Jonathan Edwards on Revival | thebereancall.org

TBC Staff

It is instructive to read what Jonathan Edwards wrote concerning the Revival he witnessed: “It was very wonderful to see how persons’ affections were sometimes moved — when God did, as it were, suddenly open their eyes, and let into their minds a sense of the greatness of His grace, the fullness of Christ, and His readiness to save, after having been broken with apprehension of divine wrath and sunk unto an abyss, under a sense of guilt which they were ready to think was beyond the mercy of God. Their joyful surprise has caused their hearts, as it were, to leap, so they have been ready to break forth in laughter, tears often mingling a loud weeping.
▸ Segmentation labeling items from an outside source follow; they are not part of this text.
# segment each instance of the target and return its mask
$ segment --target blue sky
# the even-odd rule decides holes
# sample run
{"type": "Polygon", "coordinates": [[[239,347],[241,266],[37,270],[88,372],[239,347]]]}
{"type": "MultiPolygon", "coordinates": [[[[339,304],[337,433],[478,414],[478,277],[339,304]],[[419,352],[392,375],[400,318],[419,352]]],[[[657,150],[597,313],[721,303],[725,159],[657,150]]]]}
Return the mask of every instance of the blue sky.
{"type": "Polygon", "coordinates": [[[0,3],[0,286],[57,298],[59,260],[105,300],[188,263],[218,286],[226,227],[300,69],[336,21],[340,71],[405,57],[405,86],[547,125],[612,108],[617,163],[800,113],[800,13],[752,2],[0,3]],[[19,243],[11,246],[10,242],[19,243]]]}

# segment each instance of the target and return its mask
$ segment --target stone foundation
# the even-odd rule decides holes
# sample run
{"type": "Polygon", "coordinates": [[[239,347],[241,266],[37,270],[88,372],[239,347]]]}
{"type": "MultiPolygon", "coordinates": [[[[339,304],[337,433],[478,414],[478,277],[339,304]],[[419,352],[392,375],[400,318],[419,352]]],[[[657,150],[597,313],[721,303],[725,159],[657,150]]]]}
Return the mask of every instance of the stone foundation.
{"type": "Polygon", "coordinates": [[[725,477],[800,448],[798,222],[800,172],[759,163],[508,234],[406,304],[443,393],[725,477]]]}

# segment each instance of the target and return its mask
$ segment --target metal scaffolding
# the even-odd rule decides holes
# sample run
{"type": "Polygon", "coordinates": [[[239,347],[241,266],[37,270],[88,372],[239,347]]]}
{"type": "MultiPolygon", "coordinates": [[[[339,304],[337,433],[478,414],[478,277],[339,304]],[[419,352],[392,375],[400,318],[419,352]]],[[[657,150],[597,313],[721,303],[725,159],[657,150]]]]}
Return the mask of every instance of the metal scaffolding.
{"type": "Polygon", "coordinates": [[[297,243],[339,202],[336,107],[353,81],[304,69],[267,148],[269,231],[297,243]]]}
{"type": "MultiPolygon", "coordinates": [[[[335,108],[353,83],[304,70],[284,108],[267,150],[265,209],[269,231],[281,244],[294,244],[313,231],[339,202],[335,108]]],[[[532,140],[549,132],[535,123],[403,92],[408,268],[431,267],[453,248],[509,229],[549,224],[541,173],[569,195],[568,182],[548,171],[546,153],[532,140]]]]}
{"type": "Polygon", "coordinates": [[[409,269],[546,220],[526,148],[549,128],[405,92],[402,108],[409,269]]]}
“Sometimes they have not been able to forbear crying out with a loud voice and expressing their great admiration. In some, even the view of the glory of God’s sovereignty, in the exercises of His grace has surprised the soul in such sweetness, as to produce the same effects. I remember an instance of one, who, reading something concerning God’s sovereign way of saving sinners, as being self moved — having no regard to man’s own righteousness as the motive of His grace, but as magnifying Himself and abasing man, or to that purpose, felt such a sudden rapture of joy and delight in the consideration of it: yet then he suspected himself to be in a Christless condition, and had long been in great distress for fear that God would not have mercy on him.”

(Jonathan Edwards, The Narratives, Asheville: Revival Literature, 1957 abridged edition, James Stewart, Editor, p. 55).